Earlier this month The New York Times ran an Opinion piece by Lee Siegel, who tells his story of committing to expensive student loans for two degrees and what it did to his family. When faced with the choice of what to do, he decided to default on his loans rather than pursue a job/career in a field that was not his passion.
He describes his experience with mounting interest and collection fees, the death of his mother (the co-signer), the bankruptcy of his father, and the fact that the banks that made the original loans 40 years ago are now long out of business. He explains that the Department of Education has been pursuing him for years and he was finally led to actively pursue default in order to move on with his life.
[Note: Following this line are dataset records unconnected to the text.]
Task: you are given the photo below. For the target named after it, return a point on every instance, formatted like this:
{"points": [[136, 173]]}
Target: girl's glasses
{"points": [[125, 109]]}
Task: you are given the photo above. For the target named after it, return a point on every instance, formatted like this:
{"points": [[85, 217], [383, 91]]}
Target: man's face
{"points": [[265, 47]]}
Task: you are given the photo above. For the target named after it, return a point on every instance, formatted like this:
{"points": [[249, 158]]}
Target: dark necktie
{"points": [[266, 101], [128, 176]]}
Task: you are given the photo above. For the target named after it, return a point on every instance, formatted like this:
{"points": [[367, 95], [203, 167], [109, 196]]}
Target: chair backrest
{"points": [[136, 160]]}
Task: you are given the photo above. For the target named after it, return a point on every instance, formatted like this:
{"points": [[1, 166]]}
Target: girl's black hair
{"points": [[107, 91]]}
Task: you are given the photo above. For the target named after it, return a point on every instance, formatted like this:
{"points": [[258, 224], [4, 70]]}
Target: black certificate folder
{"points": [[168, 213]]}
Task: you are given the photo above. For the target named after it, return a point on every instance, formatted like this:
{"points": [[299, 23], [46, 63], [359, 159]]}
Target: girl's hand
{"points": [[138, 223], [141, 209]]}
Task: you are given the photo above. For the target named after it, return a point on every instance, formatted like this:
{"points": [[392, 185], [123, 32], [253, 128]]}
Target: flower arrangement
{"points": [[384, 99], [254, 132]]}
He then offers advice to those who would want to do the same thing:
- Before your credit is ruined, get as many credit cards as you can
- Find a stable housing situation and pay your rent on time so you have a good record in that area
- Live with or marry someone with good credit
Last Friday in the New York Times columnist Ron Leiber wrote about the trend of taking on student debt, and then refusing to pay. He opens with the notion that colleges and grad schools make their sales pitches as compelling as possible, convincing students – and quite often their parents – to sign on the dotted line. And then he raises questions about the wisdom of trying to get out of the deal by simply refusing to pay the debt.
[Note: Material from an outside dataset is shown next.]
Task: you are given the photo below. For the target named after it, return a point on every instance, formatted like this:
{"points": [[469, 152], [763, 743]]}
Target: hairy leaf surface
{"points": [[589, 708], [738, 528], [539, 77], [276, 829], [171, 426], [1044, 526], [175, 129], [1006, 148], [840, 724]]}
He references Siegel’s piece and offers his opinion on the three step plan. Notwithstanding the action taken earlier this month by the Department of Education to forgive the loans of students at the now-defunct Corinthian Colleges, Leiber highlights the flaws in Siegel’s plan.
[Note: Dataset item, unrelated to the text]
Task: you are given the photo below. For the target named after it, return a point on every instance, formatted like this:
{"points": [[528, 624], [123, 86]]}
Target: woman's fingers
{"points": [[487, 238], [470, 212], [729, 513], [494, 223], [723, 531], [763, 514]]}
As for the concept of getting as many cards as possible, he notes that card issuers now constantly check credit of their existing card holders, and may lower limits or close accounts of those who have become high risk.
As for the stable rent-paying idea, he points out that it’s a bit of a crapshoot, as many landlords do check credit and not just references of past landlords. And then there is the complication that would be caused if, God forbid, you ever wanted to buy a home.
Third, the idea of marrying into good credit. Leiber says this isn’t foolproof either, as some lenders require both spouses to apply for a mortgage. Finally, he raises a host of other complications caused by having a default on your credit history.